15 Days of Lunar New Year – Their meanings and traditions

  • Birthdays of Humankind, it is the day believed to be everyone’s birthday.
  • A lohei session is in order on this day!

Eighth Day 初八

  • Leftovers from Chinese New Year should all be consumed on this day.
  • Some release pets into the wild to respect nature. (However, we do caution against doing this in Singapore. This can threaten the balance in the ecosystem and introduce foreign species into our waters.)
  • Preparation for the Jade Emperor’s birthday begins.

Ninth Day 初九

  • Birthday of the Jade Emperor or the God of All Heavens, Hokkien Chinese make offerings.
  • Flower candles are lit on the ponds.


Tenth Day 初十

  • No moving of any stone allowed as it is the birthday of the god of stone.

Eleventh Day 初十一

  • Sons -in-law are invited to their in laws’ home.
  • In some places, the Dragon Dance is performed and this is usually accompanied by fire crackers.

Twelfth Day 初十二

  • Preparing for the Lantern Festival begins.

Thirteenth Day 初十三

  • On this day, it is a custom to place lights by the kitchen stove.

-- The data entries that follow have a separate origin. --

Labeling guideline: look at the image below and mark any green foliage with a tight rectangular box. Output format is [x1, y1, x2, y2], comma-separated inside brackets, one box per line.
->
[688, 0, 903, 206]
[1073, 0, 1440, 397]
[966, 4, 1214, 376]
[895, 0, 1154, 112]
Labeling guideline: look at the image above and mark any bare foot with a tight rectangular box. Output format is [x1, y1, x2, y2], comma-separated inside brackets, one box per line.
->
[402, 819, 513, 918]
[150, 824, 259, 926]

This seems to symbolise lighting up to start Lantern Festival.
  • Some give the body a break by eating vegetarian food such as porridge with mustard greens.

Fourteenth Day 初十四

  • Families buy lanterns in preparation for Lantern Festival.

Fifteenth Day Chap Goh Mei 初十五, 元宵节

Lunar New Year

  • The last day of the Lunar New Year is also known as Chap Goh Mei in Hokkien or Lantern Festival Yuan2 Xiao1 Jie1.
  • On this day, single ladies will write their names and contact details on oranges and toss them into the river hoping that a man would scoop them up and contact them.
  • Another custom is to guess lantern riddles. Riddles will be written on lanterns with people surrounding the riddles, pulling the note off if they have the right answer.
  • A typical dish is also tang yuan, eaten with family to symbolise family unity and harmony.

Did you learn anything new about Lunar New Year?

Each day of Chinese New Year has its traditions and quirky customs. Even if we do not practise them, it is good to understand how others might celebrate it and also taboo activities to stay away from. Have a wonderful Lunar New Year and may you have an abundance of joy beyond the fifteen days!